Quand la force devient un rôle à tenir
Il y a cette image de la femme forte.
Celle qui tient bon, qui assure, qui gère tout.
Celle qui ne se laisse pas abattre, même quand la tempête gronde.
Pendant longtemps, j’ai cru que cette force était une qualité, un idéal à atteindre.
Je la voyais chez d’autres femmes, chez ma mère, et par mimétisme ou que sais-je, j’ai fait pareil. Ou du moins, sans m’en rendre compte, j’ai donné l’illusion d’être forte.
Je le faisais naturellement : un sourire, un mot rassurant, une posture solide.
Mais à l’intérieur, combien de fois je me suis sentie en ruines.
Impuissante. Débordée. Honteuse. Submergée par mes propres jugements.
Et cette force, que je croyais salvatrice, m’empêchait d’être pleinement moi.
Aujourd’hui, j’ai envie de vous parler de cette force.
Celle qu’on nous attribue, qu’on se donne, qu’on croit devoir maintenir… surtout quand on est en train de vivre une épreuve.
La force comme masque protecteur
Il y a des périodes où l’on traverse des bouleversements profonds.
La grossesse. Le post-partum. Une fausse couche. Un parcours PMA. Le deuil d’un bébé. La liste des possibles est longue rien qu’en périnatalité, alors imaginez sur la durée d’une vie.

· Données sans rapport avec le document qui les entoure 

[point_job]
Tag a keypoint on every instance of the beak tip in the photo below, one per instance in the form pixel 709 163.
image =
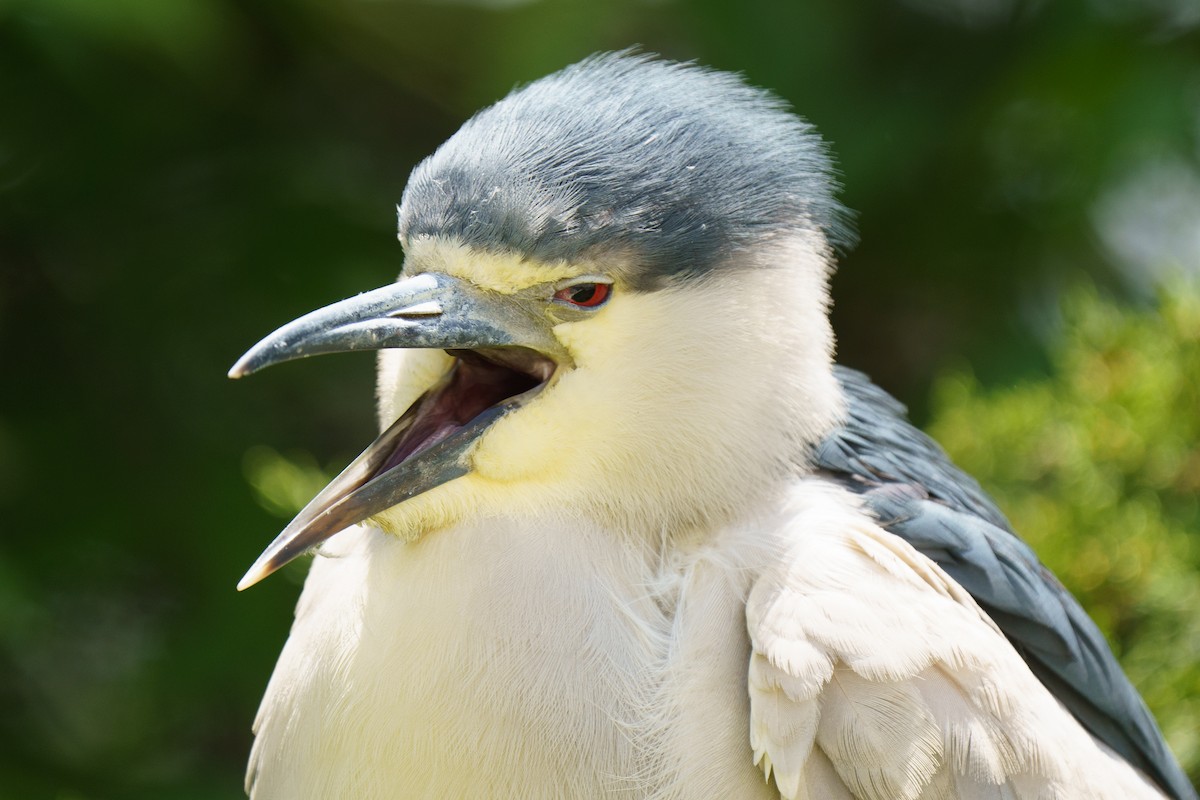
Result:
pixel 256 573
pixel 243 368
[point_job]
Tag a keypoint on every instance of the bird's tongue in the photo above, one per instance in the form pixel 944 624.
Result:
pixel 474 385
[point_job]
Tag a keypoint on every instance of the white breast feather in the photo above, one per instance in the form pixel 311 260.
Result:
pixel 875 677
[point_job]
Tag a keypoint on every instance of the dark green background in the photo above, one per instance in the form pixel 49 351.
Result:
pixel 180 176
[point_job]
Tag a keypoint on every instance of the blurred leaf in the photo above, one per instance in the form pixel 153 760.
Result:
pixel 1098 468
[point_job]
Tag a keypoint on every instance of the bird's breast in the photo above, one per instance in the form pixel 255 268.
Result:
pixel 510 659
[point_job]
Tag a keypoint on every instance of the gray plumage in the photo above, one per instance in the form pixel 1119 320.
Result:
pixel 675 167
pixel 918 494
pixel 672 528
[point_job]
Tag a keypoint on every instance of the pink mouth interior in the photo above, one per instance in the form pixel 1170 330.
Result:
pixel 474 384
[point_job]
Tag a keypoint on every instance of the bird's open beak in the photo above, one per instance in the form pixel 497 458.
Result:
pixel 505 353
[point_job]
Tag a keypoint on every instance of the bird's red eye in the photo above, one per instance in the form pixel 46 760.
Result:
pixel 585 295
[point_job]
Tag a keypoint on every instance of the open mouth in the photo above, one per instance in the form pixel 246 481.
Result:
pixel 429 445
pixel 504 354
pixel 479 380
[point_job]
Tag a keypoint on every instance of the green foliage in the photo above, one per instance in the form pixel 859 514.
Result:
pixel 1098 468
pixel 178 178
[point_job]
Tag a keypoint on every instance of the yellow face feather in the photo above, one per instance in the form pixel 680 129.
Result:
pixel 501 272
pixel 681 403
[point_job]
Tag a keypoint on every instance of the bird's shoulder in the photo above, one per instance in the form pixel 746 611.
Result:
pixel 911 488
pixel 874 674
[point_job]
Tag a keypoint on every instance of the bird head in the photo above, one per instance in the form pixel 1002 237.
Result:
pixel 613 305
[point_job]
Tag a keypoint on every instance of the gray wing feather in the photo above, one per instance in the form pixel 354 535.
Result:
pixel 917 493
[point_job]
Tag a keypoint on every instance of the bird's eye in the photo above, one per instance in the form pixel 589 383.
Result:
pixel 585 295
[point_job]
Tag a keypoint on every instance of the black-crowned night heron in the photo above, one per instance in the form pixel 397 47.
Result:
pixel 629 531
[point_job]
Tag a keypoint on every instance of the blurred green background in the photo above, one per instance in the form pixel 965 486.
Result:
pixel 180 176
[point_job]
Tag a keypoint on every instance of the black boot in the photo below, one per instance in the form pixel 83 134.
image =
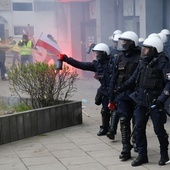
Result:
pixel 103 131
pixel 163 159
pixel 140 160
pixel 113 125
pixel 125 132
pixel 163 140
pixel 105 124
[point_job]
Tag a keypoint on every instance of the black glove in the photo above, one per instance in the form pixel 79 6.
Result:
pixel 62 57
pixel 158 104
pixel 120 89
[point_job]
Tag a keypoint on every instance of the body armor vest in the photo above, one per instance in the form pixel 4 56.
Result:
pixel 126 68
pixel 150 78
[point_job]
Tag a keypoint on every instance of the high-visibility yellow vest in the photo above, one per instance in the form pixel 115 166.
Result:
pixel 26 49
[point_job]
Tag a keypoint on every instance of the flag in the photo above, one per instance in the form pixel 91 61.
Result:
pixel 48 44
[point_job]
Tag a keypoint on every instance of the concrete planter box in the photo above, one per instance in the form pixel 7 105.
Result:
pixel 30 123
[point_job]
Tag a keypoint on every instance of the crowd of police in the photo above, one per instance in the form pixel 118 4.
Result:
pixel 134 74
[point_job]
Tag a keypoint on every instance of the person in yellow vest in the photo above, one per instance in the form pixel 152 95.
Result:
pixel 15 50
pixel 26 47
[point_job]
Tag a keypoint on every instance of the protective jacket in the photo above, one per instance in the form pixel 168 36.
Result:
pixel 102 69
pixel 150 79
pixel 124 65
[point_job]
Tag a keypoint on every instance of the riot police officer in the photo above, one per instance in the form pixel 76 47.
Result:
pixel 167 43
pixel 124 65
pixel 102 68
pixel 152 89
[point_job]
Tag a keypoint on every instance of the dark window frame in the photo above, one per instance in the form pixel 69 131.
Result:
pixel 22 6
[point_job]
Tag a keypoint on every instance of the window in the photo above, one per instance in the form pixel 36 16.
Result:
pixel 20 30
pixel 22 6
pixel 45 6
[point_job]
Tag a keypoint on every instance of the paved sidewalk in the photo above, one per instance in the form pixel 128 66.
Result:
pixel 77 147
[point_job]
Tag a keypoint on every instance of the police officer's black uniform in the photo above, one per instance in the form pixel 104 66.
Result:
pixel 103 70
pixel 124 65
pixel 151 85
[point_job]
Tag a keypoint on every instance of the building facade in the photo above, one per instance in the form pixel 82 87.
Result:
pixel 77 23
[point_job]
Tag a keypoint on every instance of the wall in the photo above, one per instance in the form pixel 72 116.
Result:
pixel 154 16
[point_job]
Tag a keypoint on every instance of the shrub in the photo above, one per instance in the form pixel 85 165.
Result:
pixel 43 83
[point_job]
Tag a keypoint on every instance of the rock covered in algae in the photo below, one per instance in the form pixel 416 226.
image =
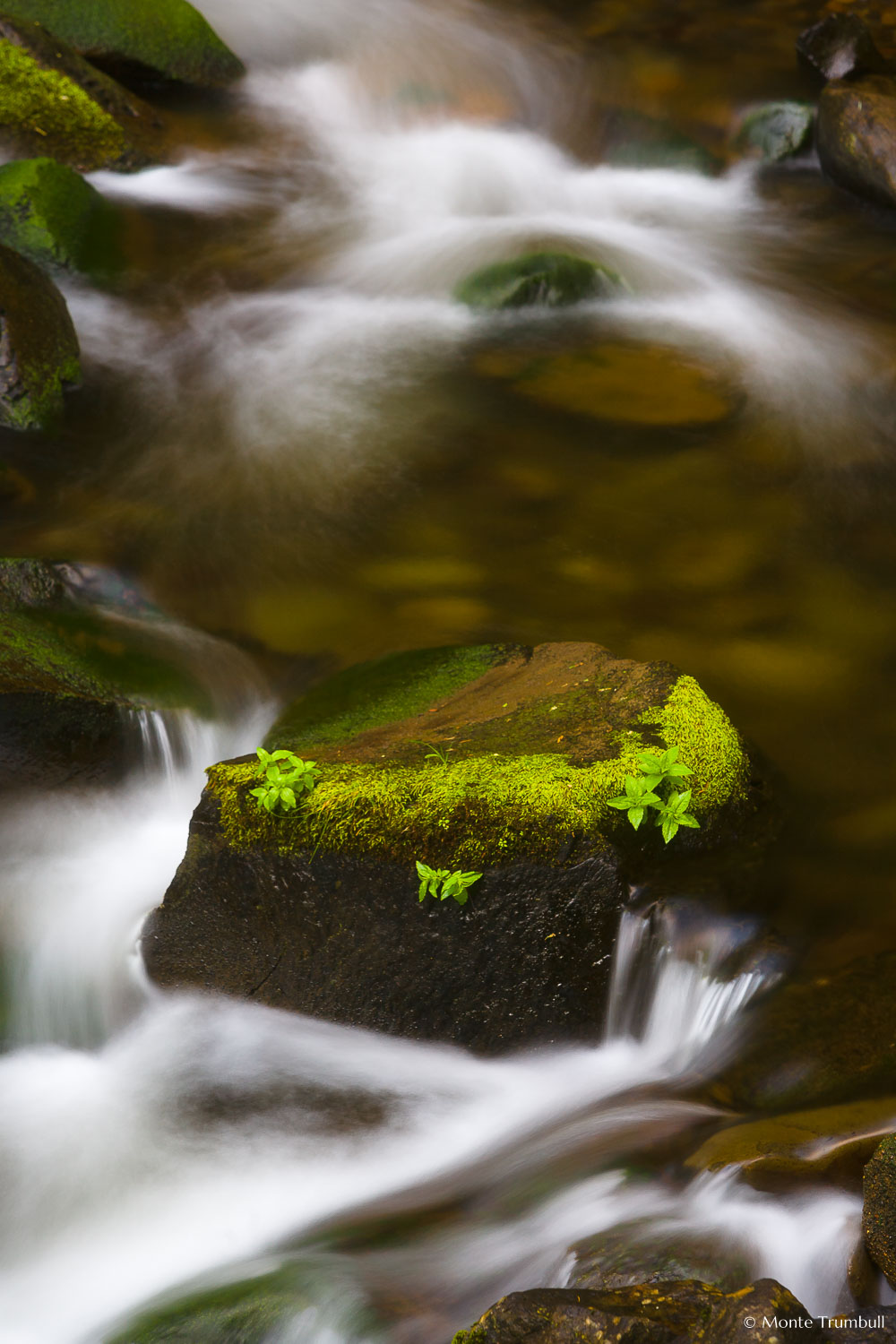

Et dans ces moments-là, on croit souvent qu’il faut « tenir bon ».
Pourquoi ? Parce que les autres comptent sur nous.
Parce qu’on a entendu mille fois : « Tu es forte, tu vas y arriver. »
Parce que montrer sa vulnérabilité, c’est encore, pour beaucoup, un signe de faiblesse.
Alors on sourit quand on a envie de pleurer.
On rassure les autres alors qu’on est soi-même terrorisée.
On reprend le travail trop tôt, on continue à « faire comme si », on dit que ça va…
Et pourtant, à l’intérieur, ça tremble, ça gronde.
Cette force-là, ce n’est pas un mensonge.
C’est un mécanisme de survie, une manière de se protéger, de continuer à avancer.
Mais elle a un coût : elle nous isole.
Elle nous éloigne de nos besoins profonds.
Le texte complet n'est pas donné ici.